ALOIS BRÖDER (b.1961): The Wives of the Dead.

Catalogue Number: 07U069

Label: Dreyer-Gaido

Reference: CD21106

Format: CD

Price: $29.98

Description: Hawthorne's "The Wives of the Dead" is famous in nineteenth-century literature for its psychological experimentation, far ahead of its time. It tells the story of two sisters, who receive word of their husbands' deaths. The are grief-stricken try to offer one another consolation, then fall asleep, but not at the same time. Each is visited by a messenger - a neighbour in one case, a former suitor in the other - bearing the news that their husband survived.
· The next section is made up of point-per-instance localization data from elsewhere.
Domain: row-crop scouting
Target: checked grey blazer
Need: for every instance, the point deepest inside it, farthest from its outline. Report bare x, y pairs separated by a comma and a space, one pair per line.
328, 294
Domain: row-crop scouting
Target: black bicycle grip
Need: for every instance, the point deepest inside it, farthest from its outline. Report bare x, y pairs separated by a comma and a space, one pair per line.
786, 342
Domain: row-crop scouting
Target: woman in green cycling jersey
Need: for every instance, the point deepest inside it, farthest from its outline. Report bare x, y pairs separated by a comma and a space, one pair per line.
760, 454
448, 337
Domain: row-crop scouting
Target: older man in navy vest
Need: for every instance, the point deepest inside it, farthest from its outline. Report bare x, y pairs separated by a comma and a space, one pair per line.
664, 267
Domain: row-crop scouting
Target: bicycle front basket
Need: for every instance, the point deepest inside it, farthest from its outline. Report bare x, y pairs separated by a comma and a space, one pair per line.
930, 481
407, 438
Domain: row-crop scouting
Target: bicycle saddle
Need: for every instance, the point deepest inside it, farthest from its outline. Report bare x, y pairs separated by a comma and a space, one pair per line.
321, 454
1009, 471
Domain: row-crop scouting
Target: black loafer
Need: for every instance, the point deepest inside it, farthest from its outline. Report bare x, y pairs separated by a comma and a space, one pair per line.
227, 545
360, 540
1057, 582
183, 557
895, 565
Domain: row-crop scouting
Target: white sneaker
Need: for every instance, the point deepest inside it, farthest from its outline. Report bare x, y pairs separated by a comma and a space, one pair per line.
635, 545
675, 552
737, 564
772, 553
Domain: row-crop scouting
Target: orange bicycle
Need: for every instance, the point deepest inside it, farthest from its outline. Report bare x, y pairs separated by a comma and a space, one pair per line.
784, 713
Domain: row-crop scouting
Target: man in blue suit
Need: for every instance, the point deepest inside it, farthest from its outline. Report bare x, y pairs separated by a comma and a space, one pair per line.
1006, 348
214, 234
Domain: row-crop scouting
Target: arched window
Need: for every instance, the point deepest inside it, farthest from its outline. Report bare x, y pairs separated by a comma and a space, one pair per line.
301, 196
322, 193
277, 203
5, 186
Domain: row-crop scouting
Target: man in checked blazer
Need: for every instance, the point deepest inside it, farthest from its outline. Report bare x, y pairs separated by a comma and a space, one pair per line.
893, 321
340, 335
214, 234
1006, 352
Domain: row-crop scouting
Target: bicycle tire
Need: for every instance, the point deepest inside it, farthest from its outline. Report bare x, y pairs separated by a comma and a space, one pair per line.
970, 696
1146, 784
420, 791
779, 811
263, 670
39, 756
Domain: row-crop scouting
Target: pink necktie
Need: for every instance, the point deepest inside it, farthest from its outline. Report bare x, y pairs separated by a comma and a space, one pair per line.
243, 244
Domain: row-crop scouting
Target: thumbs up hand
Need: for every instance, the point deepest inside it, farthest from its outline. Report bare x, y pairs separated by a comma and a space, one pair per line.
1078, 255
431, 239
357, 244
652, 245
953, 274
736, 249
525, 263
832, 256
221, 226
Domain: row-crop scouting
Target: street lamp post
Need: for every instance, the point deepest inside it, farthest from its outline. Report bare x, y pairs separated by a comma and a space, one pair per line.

Each thus believes that they have been spared the wrenching bereavement suffered by her sleeping sister. The masterly end of the story leaves unresolved the question of which sister awakes in the final sentence; if one, then the events were real, if the other, then they were dream. In a preface, Hawthorne sets up layers of unspoken complexity, sexual and psychological tension, which he leaves to the reader to come up with for themselves. What Bröder has done with this gift to the world of operatic character development and symbolism, is to compose two versions of the 'same' opera; one the 'naïve', "love conquers all" interpretation, in which the events are real, and the other, the 'symbolic' telling, with the tragedy real but the wish-fulfilling events have the vivid reality of waking dreams, with the insights they offer into the psyche of the dreamer. But the versions are inextricably linked, and should not be favoured one over the other, because after all, dream reality is as good as real reality while it is being experienced; and both get equally good music in the opera, with multiple overlapping motifs, thematic, intervallic and timbral. Bröder's idiom is approachable, drawing on multiple influences, but much of the time based in a kind of late romantic chromaticism. There are many highly effective musical coups de théâtre; obsessive pulsation over long-held chords (naturally, in different presentations); memorable motifs that take on entirely different characters depending on context or instrumentation, and many more. A highly effective work both as music-drama and psychodrama. 2 CDs. English libretto. Marisca Mulder (soprano), Mireille Lebel (mezzo), Marwan Shamiyeh (tenor), Florian Götz (baritone), Erfurt Theatre Opera Chorus, Erfurt Philharmonic Orchestra; Johannes Pell.